Gayrimüslimlerle zimmet antlaşması yapılır ve gayrimüslimlere bir statü kazandırıldı. Bu statüye ‘Zimmi’ adı verilirdi. Bu antlaşma ile Zimmiler, Müslümanlardan farklı bir hukuka tabi olmayı kabul ederler. Medeni hukuk açısından bir Müslümana eşit temyiz kabiliyetini haizdir. Mali, idari ve adli açıdan kendi cemaatleri üzerinde hüküm sahibiydiler. Kendi dinlerine göre ve dilleriyle eğitim yapma, dini örgütlemelerini devam ettirme, vakıf kurma, hastahane ve yetimhane açma gibi hakları vardır.
Görüldüğü gibi gayrimüslimlere önemli ölçüde bir özerklik tanınıyordu. 'millet Sistemi ’bir özerk cemaat yapılanmasının, siyasi birlik altında oluşturduğu mozaik in adıdır.
Yukarıda ayrıntılı olarak verdiğimiz sistem bir imparatorluğun yaklaşık 600 yıl boyunca uyguladığı yönetim biçimidir.
Şimdi asıl sorular sorulabilir.
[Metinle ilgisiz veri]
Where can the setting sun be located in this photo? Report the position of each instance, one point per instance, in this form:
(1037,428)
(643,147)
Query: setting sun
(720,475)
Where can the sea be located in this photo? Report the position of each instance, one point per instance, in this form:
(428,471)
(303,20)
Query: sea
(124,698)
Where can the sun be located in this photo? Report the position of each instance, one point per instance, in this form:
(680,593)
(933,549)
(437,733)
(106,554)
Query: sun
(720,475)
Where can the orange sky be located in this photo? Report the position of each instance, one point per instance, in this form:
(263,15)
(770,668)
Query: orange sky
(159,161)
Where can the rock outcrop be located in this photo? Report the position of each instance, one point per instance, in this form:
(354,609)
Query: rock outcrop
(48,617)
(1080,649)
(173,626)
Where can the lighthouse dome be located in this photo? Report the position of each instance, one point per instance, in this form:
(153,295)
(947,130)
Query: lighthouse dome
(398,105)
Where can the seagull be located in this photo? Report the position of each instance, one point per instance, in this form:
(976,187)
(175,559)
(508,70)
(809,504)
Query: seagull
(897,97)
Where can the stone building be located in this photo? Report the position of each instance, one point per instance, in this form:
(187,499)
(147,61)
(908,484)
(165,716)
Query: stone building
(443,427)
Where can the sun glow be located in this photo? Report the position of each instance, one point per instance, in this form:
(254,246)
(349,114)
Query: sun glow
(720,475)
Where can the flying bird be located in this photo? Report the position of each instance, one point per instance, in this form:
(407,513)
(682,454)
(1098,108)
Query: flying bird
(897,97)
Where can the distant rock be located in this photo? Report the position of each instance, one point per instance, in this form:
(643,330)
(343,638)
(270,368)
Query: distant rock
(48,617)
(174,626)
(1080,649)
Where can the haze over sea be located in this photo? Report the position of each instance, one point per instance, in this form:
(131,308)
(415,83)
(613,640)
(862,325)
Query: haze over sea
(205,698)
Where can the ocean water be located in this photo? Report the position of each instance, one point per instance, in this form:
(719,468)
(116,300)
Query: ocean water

Neden 600 yıl boyunca tüm tebaasına, Müslüman ya da gayrimüslim olsun, sahip çıkan bir imparatorluk aniden içlerinden yalnız bir millete soykırım uygulamak istesin? Üstüne üstlük 1829’da ilk defa milliyetçi ayaklanmayı sağlayıp imparatorluktan kopan Yunanistan’ın soydaşı Rumları değil de Ermenileri niye seçsin. Bu sorulara akıl ile cevap veren hiç kimsenin, Osmanlı’nın mantığında soykırım vardır diyebileceğini sanmıyorum.
Akla hemen yeni bir soru gelebilir. Peki bugün tartıştığımız olaylar yaşandı mı? Yaşandı ise sebepler nelerdi?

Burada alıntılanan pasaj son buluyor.